В самом общем виде эту проблему можно обозначить как конфликт рациональности техногенного социума (техногенной рациональности, включающей в себя аспекты технической, экономической, научной и иной рациональности) и рациональности гуманитарной (экологическая проблематика приобрела для общества новое звучание, когда стало понятно, что ее развитие угрожает жизни человечества, т.е. и человека как основного объекта гуманитарного знания).
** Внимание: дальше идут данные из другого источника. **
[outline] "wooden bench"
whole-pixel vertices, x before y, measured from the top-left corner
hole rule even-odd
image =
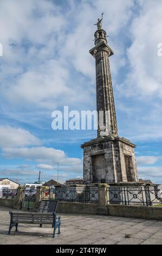
[[[54,228],[53,237],[55,237],[56,229],[58,228],[58,234],[60,234],[61,217],[56,217],[56,210],[54,212],[12,212],[10,214],[10,224],[8,235],[14,226],[16,227],[17,231],[18,223],[39,224],[42,227],[43,224],[51,224]]]

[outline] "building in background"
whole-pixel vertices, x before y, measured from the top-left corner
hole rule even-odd
[[[44,183],[43,186],[44,187],[54,187],[56,185],[62,185],[61,183],[57,182],[54,180],[50,180],[46,183]]]
[[[83,179],[71,179],[66,181],[66,185],[83,184]]]
[[[8,178],[0,178],[0,187],[5,187],[10,190],[15,190],[18,188],[20,184]]]

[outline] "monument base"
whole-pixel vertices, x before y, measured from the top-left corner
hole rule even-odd
[[[83,183],[138,182],[135,145],[109,135],[81,145],[83,149]]]

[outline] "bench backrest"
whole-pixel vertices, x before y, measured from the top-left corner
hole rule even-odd
[[[58,201],[55,200],[42,200],[38,212],[53,212],[56,214]]]
[[[12,221],[19,223],[51,224],[55,219],[54,213],[10,212]]]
Попытка разрешения этого конфликта рациональностей привела ученых, к примеру, к парадигме устойчивого развития.

Еще раз подчеркнем при этом, первые попытки рассмотреть конфликт техники и человека, т.е. в некотором смысле технической и гуманитарной рациональностей, мы обнаруживаем задолго до того, как конфликт приобрел современное экологическое звучание. В первой половине ХХ в. в том или ином аспекте этому вопросу посвятили свое внимание многие выдающиеся мыслители того времени: Н.А. Бердяев, А.А. Богданов, В.И. Вернадский, Х.Ленк, Э.Леруа, Л.Мемфорд, Х.Ортегга-и-Гассет, П.Тейяр де Шарден, Э.Фромм, М.Хайдеггер, Ж.Эллюль, Ф.Юнгер, К.Ясперс. Пусть и созданные в несколько иной терминологии, их философские представления адекватны многим проблемным вопросам в отношениях «человек – техника», «человек – общество», «природа – общество», «культура – техника».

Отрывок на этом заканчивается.